Now I looked, brand M. It is probably exported, so it is also written in English Semolina. Semolina premium is written. Manufactured by Metaka. I bought it in Spare. I couldn't find another one with us.
sima12
Homemade noodles, ravioli and everything for making them
We sell such flour, they write on the packaging that they make premium semolina porridge from it. Therefore, approximately it is all the same, only semolina is for some reason white, and semolina is yellow.
Olya_
Eh, Sima. We have neither such flour nor semolina in our city. This year I had a rest in Crimea, there I saw both in Silpo and in Furshet. Eyes lit up, but you can't drag the flour from Ukraine on foot, it's kind of heavy. I just want to hide a little under the Muscovites. Try what it is. I want healthy and tasty pasta But I must say what to buy, but I myself do not really know which is better.
qdesnitsa
Olya, I made noodles from ordinary semolina and did not particularly bother with soft or hard it, and everything worked out for me, semolina in Moscow costs 40 rubles, there is no semolina in Tula, I even saw weights in Yasnogorsk
sima12
qdesnitsa, you are right that noodles are also obtained from ordinary semolina, I also did this for the first time, until I tried from semolina. Now if it's not there, I don't make noodles at all, because I don't want a different taste already.
qdesnitsa
Simochka, you won't find this semolina in the daytime with fire, when I was in the Crimea in your stores I almost fainted from the variety and quantity of goods for different tastes and wallets, there are several companies with one milk, but we have five or six no more ... Flour Nordic, for example, costs 150 rubles per 2 kg, there is no point in comparing the assortment of our stores, ours compared with yours g on a stick that's why we use what is on the shelves, what is called from two evils ...
Moskvichk @
Girls! I can buy Muscovites - who needs it. In my univesam near my house it is for sale. 50 rubles worth
Olya_
Yes, of course, it is semolina and in Africa it is semolina. But we try to follow a more or less healthy diet. I don’t buy premium flour at all, only whole grain flour. If we eat pasta, it is also made from durum wheat. After I bought a dough machine, I try to make my own noodles, I want to do it from durum wheat. And not only there were noodles. But it is everyone's business that he will eat. I do not impose on anyone, but only advise what to get, and where.
qdesnitsa
Quote: Moskvichk @

Girls! I can buy Muscovites - who needs it. In my univesam near my house it is for sale. 50 rubles worth
in what network, or just in the store?
qdesnitsa
Quote: Olya_

Yes, of course, it is semolina and in Africa it is semolina. But we try to follow a more or less healthy diet. I don’t buy premium flour at all, only whole grain flour.
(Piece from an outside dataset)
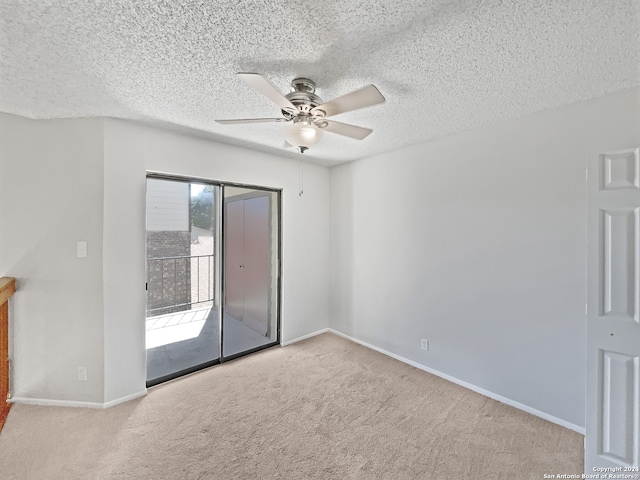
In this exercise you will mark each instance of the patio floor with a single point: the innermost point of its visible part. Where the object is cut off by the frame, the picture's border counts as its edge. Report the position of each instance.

If we eat pasta, it is also made from durum wheat.After I bought a dough machine, I try to make my own noodles, I want to do it from durum wheat. And not only there were noodles. But it is everyone's business that he will eat. I do not impose on anyone, but only advise what to get, and where.
Olga, I just did not expect such a colossal difference from semolina, I always made noodles from VS flour, and the next day it was just porridge in the soup ...
Moskvichk @
not. not a network. just a supermarket. but above somewhere I read what is in the network ABC of taste. By the way, I tried to make noodles with her yesterday. When she began to turn, the plates broke. or some holes were. By the way, I wanted to ask - why? maybe someone knows. Therefore, I simply rolled it with my hands and cut it into thick noodles with a curly knife. Today it has dried and sticks are straight like plastic ones. and dark in color. And noodles today are made from plain flour. I wanted to lay out the pictures, but the cord at work .. I did it for the first time. so great! me very good liked!)))
Olya_
Oles, that's it. Type in Google for example "the harm of premium flour", you can see a lot of interesting things. It not only looks worse visually, but also harms health.
The nutritional value of flour is really high as it contains a lot of calories. But from the point of view of biological value, this is a high-carbohydrate dummy, since no proteins, no real vitamins and minerals remain in the flour of the highest grades.
Therefore, we are trying to switch to another flour. But since semolina semolina also appears in our country, then if possible it is better to switch to it.
Olya_
I made it purely from whole grain flour Homemade noodles, ravioli and everything for making them
Homemade noodles, ravioli and everything for making them
Homemade noodles, ravioli and everything for making them
Yes, it turns out darker, because the flour is darker, but delicious.
Tashenka
Olya, can you have a recipe for pasta made from wheat flour?
Marusya
What a dryer !!! I want this too !!!
Marusya
Wow, I went to study!
Moskvichk @
and help me buy such a dryer ... please
Olya_
Quote: Tashenka

Olya, can you have a recipe for pasta made from wheat flour?
I don’t have any special recipes for central locks. I take the same as for the premium grade. https://Mcooker-enn.tomathouse.com/index.php@option=com_smf&board=231.0
I look at 300g. flour, 3 eggs, sometimes a spoonful of olive oil. Even salt is not always when how.
Tashenka
Thank you. I will try.
Olya_
Quote: Moskvichk @

and help me buy such a dryer ... please
Follow the links. In Russia, T.A. is making a joint venture in Germany, now we are waiting for a package from there, when we will collect a new joint venture.
In Ukraine, Mavka collects. She has a constant purchase directly from Italy. It may be cheaper there, but shipping is expensive
Look at this store 🔗
kirch
And nowhere have I seen whole grain flour. Is it written on the pack?
Tashenka
Yes, that's what it says. I really like the French Thing brand.
Olya_
Lud, do you often visit Tula? There is such a shop LINE, as there is always there, called the French Thing. It costs 70 rubles with a penny for 2 kg. There is also a tent at the Frunzensky market in TTS Margarita
kirch
Quote: Olya_

Lud, do you often visit Tula? There is such a shop LINE, as there is always there, called the French Thing. It costs 70 rubles with a penny for 2 kg. There is also a tent at the Frunzensky market in TTS Margarita
I visit Tula very rarely. About 2 times a year we go to the Metro. And we also have the Line. Thank you, Olga. I'll take a look. Something notifications stopped coming.
kirch
Quote: Galinka-Malinka

kirch I roll the dough for 9.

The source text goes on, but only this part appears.